Le gouvernement Couillard sort l’artillerie lourde pour faire taire l’opposition à l’exploration pétrolière en Gaspésie. Il vient de demander à la Cour d’ordonner l’expulsion des citoyens qui occupent une terre publique située à trois kilomètres d’un site de forages de l’entreprise Junex. Une mesure sans précédent au Québec et qualifiée de « poursuite-bâillon » par les opposants, qui occupent leur campement sans bloquer l’accès au site de la pétrolière.


Jugeant que les membres et les sympathisants du groupe Environnement Vert Plus occupent « illégalement les terres du domaine de l’État », le ministre de l’Énergie et des Ressources naturelles Pierre Moreau avait déjà exigé la semaine dernière qu’ils démantèlent leur campement, mis en place il y a de cela près de neuf mois.


Consultez notre carte des permis d’exploration en vigueur au Québec


Dans une « demande d’ordonnance d’expulsion » qu’il vient de déposer en Cour supérieure, le gouvernement exige maintenant que les tribunaux mettent un terme à ce camp mis en place par des opposants à l’exploration et à l’exploitation pétrolière et gazière en Gaspésie.


La demande s’appuie notamment sur une déclaration de la sous-ministre associée à l’Énergie, Luce Asselin, qui dit avoir obtenu des photos qui montrent que le camp a pris de l’ampleur au cours des derniers jours. Ces photos ont été fournies directement par Junex.


Soutien à Junex


Ce « camp de la rivière », situé à l’ouest de Gaspé, sur le bord de la route 198, a été construit à l’entrée de la route d’accès aux sites de forages de l’entreprise Junex pour son projet Galt. Ce projet d’exploration pétrolière, pour lequel l’entreprise a déjà demandé un bail d’exploitation, pourrait bien devenir le premier gisement pétrolier exploité au Québec.


L’exploitation de ce gisement, qui nécessiterait le forage de plusieurs puits au cours des prochaines années, n’a toutefois pas encore passé l’étape d’une évaluation environnementale, qui pourrait être menée sous la responsabilité du Bureau d’audiences publiques sur l’environnement (BAPE).


Le gouvernement du Québec a offert un soutien financier de 5 millions de dollars à Junex pour développer son projet Galt. La pétrolière, qui ne faisait pas partie du projet Hydrocarbures Anticosti, a également reçu une compensation de 5,5 millions de dollars pour renoncer aux cinq permis qu’elle détenait sur l’île.

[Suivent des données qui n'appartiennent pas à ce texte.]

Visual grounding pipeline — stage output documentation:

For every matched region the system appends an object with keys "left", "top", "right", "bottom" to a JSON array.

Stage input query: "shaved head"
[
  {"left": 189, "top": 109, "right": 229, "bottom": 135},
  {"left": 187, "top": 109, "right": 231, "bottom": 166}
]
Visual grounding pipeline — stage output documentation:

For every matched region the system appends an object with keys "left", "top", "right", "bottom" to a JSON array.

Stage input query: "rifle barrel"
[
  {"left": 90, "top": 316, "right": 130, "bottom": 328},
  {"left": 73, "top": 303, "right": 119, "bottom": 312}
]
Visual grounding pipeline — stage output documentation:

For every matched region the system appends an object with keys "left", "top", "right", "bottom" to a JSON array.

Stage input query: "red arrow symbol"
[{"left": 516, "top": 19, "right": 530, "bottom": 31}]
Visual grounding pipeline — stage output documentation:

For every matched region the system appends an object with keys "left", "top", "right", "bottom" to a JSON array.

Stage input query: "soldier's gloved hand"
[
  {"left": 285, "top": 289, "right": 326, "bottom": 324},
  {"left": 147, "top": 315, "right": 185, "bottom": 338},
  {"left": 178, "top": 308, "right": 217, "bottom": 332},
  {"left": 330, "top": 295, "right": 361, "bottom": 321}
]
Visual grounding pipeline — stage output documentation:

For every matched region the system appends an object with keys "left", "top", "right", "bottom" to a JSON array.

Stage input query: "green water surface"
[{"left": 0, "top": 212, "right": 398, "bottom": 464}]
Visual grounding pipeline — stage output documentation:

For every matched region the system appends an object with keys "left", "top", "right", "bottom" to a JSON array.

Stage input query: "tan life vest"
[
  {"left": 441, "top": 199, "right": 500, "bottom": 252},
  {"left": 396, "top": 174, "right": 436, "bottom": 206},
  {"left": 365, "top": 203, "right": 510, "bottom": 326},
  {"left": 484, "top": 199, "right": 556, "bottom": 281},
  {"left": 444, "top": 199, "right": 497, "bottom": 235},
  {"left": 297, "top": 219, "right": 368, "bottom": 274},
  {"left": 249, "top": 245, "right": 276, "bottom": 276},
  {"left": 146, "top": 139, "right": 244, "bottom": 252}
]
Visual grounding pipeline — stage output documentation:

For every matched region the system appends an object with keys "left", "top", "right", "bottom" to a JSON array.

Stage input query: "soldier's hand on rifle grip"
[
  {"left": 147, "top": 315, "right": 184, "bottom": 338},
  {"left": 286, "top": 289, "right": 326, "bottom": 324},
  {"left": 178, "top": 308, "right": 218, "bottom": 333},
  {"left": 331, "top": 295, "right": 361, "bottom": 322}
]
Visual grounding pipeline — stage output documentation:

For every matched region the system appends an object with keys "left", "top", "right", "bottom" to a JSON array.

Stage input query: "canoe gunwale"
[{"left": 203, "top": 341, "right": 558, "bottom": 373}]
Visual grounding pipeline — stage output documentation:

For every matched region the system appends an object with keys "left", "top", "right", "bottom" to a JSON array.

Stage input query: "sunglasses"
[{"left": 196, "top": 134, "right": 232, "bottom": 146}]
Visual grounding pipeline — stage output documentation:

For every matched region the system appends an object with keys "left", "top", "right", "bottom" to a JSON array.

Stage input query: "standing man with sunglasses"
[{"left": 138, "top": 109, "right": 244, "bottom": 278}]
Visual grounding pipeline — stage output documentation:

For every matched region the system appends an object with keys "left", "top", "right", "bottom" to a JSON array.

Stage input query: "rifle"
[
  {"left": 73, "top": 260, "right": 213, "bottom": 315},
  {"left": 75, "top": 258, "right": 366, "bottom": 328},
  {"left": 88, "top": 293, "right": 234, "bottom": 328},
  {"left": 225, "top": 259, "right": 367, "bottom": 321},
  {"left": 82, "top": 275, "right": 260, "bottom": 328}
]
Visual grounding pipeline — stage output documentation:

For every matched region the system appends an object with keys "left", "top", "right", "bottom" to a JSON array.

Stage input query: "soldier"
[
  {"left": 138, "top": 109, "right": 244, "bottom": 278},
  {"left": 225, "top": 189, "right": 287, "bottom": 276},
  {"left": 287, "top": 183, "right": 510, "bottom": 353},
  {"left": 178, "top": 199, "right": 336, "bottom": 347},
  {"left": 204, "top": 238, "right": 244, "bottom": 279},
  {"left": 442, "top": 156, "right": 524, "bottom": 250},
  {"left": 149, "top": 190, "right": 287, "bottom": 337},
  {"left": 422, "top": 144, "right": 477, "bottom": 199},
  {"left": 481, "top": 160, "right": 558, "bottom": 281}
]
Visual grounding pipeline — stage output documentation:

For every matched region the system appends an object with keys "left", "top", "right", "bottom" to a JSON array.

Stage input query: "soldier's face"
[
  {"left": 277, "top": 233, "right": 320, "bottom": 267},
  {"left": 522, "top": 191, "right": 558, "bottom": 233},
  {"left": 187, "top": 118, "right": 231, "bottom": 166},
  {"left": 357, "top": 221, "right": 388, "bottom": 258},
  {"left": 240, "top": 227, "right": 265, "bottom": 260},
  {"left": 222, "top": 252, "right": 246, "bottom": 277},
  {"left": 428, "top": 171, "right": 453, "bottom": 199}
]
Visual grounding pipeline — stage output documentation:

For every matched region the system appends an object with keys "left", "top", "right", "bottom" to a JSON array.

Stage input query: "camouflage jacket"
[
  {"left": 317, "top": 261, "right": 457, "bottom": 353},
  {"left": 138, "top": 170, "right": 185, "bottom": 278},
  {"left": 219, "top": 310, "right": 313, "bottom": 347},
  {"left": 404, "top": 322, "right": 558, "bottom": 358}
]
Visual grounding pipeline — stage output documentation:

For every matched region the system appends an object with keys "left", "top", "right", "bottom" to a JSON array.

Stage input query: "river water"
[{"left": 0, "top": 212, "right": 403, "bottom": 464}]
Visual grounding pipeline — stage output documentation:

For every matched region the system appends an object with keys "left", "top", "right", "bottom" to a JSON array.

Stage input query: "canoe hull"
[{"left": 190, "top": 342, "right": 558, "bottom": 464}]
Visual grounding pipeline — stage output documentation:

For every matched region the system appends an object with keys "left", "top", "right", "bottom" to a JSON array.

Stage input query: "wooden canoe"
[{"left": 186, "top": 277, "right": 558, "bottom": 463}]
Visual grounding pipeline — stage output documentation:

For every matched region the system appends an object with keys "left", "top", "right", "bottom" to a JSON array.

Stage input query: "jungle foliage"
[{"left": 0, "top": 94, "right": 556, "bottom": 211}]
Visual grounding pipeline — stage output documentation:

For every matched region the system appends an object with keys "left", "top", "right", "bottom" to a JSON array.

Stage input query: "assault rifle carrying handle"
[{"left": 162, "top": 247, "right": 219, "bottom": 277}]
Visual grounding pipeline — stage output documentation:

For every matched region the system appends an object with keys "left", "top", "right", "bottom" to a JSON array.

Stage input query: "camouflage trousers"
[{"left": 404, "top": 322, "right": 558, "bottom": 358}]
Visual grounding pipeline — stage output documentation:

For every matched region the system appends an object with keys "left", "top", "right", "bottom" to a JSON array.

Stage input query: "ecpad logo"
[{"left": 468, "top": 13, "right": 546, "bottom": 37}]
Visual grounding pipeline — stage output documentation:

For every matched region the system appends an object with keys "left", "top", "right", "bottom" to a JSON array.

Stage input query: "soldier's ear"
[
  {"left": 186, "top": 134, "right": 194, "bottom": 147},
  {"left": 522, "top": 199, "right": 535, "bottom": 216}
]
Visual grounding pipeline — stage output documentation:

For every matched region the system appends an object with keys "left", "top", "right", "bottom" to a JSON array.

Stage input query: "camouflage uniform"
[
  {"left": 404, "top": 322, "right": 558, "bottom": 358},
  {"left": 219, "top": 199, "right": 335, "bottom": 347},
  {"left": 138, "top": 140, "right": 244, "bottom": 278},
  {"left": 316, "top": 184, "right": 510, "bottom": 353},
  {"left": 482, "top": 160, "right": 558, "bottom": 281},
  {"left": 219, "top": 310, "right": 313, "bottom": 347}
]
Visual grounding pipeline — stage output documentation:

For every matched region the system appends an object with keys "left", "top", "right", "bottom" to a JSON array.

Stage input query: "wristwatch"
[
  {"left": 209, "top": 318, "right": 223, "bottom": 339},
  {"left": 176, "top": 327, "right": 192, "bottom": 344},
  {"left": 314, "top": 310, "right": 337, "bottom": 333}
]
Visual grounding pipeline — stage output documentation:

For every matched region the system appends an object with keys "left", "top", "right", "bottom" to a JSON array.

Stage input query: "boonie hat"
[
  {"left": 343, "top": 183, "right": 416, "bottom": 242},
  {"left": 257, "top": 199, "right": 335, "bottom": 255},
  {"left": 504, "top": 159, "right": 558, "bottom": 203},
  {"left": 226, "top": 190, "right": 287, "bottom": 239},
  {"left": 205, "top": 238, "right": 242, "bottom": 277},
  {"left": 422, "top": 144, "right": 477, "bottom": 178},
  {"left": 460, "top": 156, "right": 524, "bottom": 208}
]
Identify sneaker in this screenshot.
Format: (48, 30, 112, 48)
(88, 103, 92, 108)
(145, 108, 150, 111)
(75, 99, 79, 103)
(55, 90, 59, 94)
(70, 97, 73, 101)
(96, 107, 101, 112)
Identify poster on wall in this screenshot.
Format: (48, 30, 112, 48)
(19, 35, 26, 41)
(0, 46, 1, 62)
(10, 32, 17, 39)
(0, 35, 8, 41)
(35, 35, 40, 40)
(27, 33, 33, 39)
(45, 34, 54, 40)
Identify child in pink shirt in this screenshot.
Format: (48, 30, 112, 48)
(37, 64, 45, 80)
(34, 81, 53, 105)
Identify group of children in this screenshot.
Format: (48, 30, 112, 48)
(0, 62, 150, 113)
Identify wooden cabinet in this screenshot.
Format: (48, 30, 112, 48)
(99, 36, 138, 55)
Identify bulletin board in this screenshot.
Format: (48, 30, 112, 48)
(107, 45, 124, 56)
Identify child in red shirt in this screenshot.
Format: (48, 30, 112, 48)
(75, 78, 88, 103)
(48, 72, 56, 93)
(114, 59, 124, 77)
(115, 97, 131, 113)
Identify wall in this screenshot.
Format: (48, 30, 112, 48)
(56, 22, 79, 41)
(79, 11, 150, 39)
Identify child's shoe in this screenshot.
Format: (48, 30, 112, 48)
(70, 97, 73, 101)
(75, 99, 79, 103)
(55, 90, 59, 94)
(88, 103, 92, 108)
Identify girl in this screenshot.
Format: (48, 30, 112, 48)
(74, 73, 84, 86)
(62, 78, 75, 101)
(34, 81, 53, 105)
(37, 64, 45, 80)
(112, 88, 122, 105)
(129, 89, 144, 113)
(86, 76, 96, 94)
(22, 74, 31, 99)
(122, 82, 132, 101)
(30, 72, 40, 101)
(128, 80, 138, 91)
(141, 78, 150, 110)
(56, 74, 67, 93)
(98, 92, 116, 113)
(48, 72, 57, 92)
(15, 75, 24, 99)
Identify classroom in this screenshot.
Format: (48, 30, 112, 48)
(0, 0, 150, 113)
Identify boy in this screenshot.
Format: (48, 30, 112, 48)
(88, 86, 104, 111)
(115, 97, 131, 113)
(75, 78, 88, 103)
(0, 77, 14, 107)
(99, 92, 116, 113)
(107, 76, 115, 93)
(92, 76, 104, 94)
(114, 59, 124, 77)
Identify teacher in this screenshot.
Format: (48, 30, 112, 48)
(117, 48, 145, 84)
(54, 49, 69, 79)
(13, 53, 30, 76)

Selon les informations du Registraire des entreprises du Québec, le gouvernement est le troisième actionnaire de Junex, par l’entremise d’Investissement Québec.


Désobéissance civile


Selon une déclaration sous serment d’un employé du ministère de l’Énergie et des Ressources naturelles, le campement est situé à trois kilomètres des puits de forages de Junex, sur les terres du domaine de l’État.


Les documents déposés en Cour indiquent toutefois que le gouvernement juge illégal le fait d’occuper ce territoire, qui est également sous permis d’exploration détenu par Junex. En fait, une bonne partie du territoire de la Gaspésie est sous permis d’exploration depuis plusieurs années. Ces permis ont été accordés au départ au coût de 10 ¢ l’hectare et sans consultations publiques.


Le ministère de l’Énergie et des Ressources naturelles (MERN) redoute en outre la tenue annoncée d’un « camp de désobéissance civile », au cours duquel les opposants souhaitent organiser des formations de recherche de puits abandonnés et des formations d’actions directes d’opposition aux projets pétroliers et gaziers.


« De telles activités ont pour but de former, d’encourager, de planifier et d’inciter les participants à faire de la désobéissance civile [refus d’obéir à une loi], ce qui constitue en soi un préjudice sérieux et irréparable pour le MERN », peut-on lire dans les documents déposés par le gouvernement.


D’un point de vue juridique, le gouvernement peut très bien évoquer son droit de « propriété » sur le terrain occupé, selon l’avocat Jean-François Girard. Celui qui a porté la cause de Ristigouche-Sud-Est contre la pétrolière Gastem estime en effet que la « Loi sur les terres du domaine de l’État » autorise le ministre à exercer le droit de propriété, au nom du gouvernement.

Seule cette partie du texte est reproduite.